Clinton camp sees swift end to Democratic race
WASHINGTON (AFP) — Hillary Clinton's campaign predicted Thursday a rapid end to the Democratic White House race next month as the press read the last rites to her quest to be the first woman president.
With more party elders drifting to Barack Obama's camp and the media declaring the nominating battle all but over, Clinton aides battled back with appeals for voters to be heard and for new donors to come forward.
Even as he vowed no surrender from the former first lady, Clinton campaign chairman Terry McAuliffe said party bosses known as "superdelegates" would coalesce behind a candidate once the final primaries are held on June 3.
"I think it will be all over. I don't see it going to the (August) convention. We'll have a nominee in June," the legendary fundraiser said on NBC television.
"We've all said we'll be together at the end. If Hillary doesn't win, Hillary, president (Bill) Clinton, myself, we'll be over there helping Senator Obama," McAuliffe added.
"And, likewise, Senator Obama will come together to help Hillary if she's the nominee. We'll all be together."
Obama held a private meeting with several undeclared Democratic "superdelegates" in Washington, before rejoining the campaign trial in Oregon over the next two days.
"I think our goal is going to be to try to bring this party together as soon as possible, but we still have contests remaining," the Illinois senator told reporters.
"And so in no way am I taking this for granted. We're going to have to keep on working."
McAuliffe pinned her campaign's hopes on edging ahead in the national popular vote, if the voided results of primaries in Michigan and Florida are reinstated at a May 31 meeting of the Democratic National Committee.
"She's proven she can win the blue-collar workers. She can win the states we need to win in the general election," he said.
"But why should Hillary Clinton -- until there's a nominee with the number of necessary delegates, why should she get out?"
Obama's thumping win Tuesday in North Carolina, and his narrow defeat by Clinton in Indiana, has rewritten the narrative of this gripping Democratic contest.
But Clinton herself was back in campaign harness with a full slate of campaign stops in West Virginia, South Dakota and Oregon, a day after declaring: "I am staying in this race until there is a nominee."
Editorialists, however, crowned Obama as the Democrats' champion-elect for the November election against Republican John McCain.
"And the winner is..." said Time magazine on its cover, over a photograph of Obama with a million-watt smile. "Over the Hill," blared the front page of the New York Post.

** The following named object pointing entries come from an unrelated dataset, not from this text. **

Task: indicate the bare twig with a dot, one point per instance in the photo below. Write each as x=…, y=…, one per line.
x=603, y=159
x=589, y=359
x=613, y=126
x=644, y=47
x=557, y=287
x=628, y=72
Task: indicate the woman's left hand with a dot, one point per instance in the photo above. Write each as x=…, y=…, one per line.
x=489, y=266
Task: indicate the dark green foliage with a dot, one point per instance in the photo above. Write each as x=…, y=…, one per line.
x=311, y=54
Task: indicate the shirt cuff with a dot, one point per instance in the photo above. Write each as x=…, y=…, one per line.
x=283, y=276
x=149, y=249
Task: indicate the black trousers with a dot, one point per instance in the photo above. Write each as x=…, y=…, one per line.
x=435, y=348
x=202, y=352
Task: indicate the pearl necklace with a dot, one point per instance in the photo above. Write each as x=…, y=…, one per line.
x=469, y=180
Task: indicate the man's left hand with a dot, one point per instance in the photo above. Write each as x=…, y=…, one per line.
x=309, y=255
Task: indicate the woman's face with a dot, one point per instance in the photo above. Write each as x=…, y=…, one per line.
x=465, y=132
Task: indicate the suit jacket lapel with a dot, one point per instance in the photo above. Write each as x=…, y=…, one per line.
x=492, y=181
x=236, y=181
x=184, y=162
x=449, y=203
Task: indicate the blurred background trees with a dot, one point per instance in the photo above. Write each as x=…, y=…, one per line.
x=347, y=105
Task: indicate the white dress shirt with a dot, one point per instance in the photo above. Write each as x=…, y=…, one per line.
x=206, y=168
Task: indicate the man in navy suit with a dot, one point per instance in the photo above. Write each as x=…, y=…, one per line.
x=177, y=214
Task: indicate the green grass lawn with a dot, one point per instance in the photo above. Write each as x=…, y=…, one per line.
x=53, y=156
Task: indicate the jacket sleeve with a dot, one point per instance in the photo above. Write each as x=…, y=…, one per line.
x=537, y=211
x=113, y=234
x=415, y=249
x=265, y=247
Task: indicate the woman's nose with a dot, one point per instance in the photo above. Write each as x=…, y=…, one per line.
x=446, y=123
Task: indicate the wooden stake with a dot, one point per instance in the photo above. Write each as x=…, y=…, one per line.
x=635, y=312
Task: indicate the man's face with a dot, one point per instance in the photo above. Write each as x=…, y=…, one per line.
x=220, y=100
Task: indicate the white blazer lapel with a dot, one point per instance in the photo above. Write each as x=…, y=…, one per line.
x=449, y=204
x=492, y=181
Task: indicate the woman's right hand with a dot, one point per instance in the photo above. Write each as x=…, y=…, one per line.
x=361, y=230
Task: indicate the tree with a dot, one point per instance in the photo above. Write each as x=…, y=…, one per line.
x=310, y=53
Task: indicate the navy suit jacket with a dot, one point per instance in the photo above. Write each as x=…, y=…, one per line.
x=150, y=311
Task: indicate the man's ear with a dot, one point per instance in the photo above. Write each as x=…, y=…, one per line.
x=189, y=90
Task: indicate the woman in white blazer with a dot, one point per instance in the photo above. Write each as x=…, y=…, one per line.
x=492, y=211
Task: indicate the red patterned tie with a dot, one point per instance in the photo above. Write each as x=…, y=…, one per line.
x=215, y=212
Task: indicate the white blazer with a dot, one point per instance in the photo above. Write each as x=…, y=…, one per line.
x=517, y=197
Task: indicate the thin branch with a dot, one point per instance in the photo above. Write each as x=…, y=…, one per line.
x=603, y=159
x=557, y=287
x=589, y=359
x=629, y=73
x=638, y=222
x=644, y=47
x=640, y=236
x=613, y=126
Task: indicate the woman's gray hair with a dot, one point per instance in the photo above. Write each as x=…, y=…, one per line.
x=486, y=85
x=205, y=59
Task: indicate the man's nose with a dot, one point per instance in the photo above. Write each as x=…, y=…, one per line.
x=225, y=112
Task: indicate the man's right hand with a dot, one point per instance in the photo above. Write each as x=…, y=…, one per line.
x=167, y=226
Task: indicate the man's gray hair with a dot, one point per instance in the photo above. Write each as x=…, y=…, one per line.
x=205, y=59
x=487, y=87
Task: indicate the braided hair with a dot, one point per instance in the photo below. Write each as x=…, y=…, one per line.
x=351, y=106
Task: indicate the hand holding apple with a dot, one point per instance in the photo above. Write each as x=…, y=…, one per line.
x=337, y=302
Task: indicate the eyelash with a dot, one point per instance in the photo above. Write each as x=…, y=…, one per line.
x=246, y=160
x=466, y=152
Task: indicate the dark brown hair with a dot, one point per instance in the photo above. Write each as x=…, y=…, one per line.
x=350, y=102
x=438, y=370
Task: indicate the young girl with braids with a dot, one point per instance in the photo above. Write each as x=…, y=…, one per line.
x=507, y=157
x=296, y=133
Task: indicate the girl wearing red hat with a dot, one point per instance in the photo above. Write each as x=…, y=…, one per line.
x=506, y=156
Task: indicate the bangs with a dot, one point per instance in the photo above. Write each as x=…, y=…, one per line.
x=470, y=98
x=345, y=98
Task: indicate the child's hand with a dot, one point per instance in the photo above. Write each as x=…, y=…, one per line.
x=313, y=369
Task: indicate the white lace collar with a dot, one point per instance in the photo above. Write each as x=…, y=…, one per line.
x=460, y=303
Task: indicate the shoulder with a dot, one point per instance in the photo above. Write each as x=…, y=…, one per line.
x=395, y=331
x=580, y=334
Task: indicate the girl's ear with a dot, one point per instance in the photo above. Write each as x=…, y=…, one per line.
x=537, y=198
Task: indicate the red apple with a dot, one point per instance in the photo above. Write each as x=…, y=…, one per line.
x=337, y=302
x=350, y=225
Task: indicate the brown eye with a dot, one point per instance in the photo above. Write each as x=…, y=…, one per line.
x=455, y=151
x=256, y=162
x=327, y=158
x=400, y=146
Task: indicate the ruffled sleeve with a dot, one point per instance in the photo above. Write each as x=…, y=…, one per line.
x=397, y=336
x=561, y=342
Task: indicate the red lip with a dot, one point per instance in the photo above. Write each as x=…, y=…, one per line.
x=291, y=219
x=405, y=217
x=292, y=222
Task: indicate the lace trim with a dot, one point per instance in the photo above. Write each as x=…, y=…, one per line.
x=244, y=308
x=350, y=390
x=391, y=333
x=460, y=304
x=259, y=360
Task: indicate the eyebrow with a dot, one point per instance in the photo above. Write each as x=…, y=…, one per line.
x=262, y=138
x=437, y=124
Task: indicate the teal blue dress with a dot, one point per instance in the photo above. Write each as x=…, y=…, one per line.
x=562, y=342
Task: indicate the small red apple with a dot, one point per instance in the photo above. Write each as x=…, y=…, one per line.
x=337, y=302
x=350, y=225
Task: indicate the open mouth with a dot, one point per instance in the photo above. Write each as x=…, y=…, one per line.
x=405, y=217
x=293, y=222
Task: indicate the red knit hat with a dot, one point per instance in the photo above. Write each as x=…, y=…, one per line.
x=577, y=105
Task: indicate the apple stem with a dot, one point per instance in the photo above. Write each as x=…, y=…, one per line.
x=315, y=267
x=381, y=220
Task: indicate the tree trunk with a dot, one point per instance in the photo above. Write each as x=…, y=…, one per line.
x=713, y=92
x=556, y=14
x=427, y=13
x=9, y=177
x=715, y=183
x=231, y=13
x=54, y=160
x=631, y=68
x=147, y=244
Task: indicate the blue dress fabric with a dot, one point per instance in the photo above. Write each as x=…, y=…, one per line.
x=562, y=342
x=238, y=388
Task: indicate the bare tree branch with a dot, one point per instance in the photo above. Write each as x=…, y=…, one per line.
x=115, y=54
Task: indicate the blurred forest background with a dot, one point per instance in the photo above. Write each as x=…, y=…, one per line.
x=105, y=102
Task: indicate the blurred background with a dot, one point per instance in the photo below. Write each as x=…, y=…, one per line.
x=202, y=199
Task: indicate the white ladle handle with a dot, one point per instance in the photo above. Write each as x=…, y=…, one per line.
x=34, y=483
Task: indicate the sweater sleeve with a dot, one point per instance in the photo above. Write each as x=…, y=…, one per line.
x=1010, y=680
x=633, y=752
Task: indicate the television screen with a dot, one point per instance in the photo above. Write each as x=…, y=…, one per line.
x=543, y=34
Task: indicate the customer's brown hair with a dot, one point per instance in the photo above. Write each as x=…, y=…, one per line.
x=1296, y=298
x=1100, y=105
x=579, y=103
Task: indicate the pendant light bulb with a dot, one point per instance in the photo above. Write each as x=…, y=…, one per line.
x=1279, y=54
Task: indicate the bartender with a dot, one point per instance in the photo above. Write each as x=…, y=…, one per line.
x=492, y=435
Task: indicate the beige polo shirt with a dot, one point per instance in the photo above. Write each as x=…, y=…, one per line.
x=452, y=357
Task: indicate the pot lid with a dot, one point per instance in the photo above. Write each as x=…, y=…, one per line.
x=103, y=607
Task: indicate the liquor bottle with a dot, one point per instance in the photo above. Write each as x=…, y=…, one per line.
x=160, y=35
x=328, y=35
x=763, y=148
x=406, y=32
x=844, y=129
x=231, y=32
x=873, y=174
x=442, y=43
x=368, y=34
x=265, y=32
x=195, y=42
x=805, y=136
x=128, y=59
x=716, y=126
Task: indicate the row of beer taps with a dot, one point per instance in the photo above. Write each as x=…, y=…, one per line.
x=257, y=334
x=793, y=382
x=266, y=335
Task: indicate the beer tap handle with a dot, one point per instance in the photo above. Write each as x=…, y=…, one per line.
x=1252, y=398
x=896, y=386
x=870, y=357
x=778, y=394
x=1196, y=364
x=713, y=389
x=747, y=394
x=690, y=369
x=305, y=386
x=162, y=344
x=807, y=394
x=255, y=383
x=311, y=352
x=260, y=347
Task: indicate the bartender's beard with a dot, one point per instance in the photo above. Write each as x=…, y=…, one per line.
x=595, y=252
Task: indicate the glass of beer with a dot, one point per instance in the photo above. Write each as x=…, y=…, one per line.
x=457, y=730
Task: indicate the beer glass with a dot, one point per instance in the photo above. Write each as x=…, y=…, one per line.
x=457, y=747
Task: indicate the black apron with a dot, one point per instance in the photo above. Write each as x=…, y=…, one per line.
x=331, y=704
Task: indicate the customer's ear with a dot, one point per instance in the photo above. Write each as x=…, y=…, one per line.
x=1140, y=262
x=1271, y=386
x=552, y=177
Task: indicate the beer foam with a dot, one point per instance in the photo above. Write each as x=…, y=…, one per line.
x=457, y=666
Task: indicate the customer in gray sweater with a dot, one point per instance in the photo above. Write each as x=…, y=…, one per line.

In an editorial, The Washington Post said that after the New York senator's "disappointing showing Tuesday, she has no plausible route to victory." The Los Angeles Times opined: "She has run a fine race, but she has lost."
Clinton has been forced to lend her campaign 6.4 million dollars over the past month to keep it afloat, and aides have not proclaimed any bumper take of fundraising since Tuesday, unlike after previous primaries.
In an appeal to donors, Bill Clinton wrote: "I know something about coming back to win after you've been counted out. So does Hillary.
"It's up to us to make sure that the voters in West Virginia and the other states yet to come are given a choice. I urge you to act now to help Hillary keep fighting."
Meanwhile Obama, who would be the first black nominee of a major US party, has been winning over more of the superdelegates -- nearly 800 Democratic grandees who look set to decide the nomination.
Four more have come off the fence since Tuesday to back Obama and the Democrats' 1972 presidential nominee, George McGovern, has also deserted Clinton.
David Bonior, who was the national campaign manager for failed presidential hopeful John Edwards, became the latest Democrat to join the Obama camp.
Former president Jimmy Carter remains formally neutral but on "The Tonight Show" with comedian Jay Leno late Wednesday, he dropped another heavy hint in favor of Obama.
For Democratic insiders to strip the nomination from the candidate with the most votes and states would be a "catastrophe" for the party, Carter said, while also dismissing Clinton's attempts to reinstate Florida and Michigan.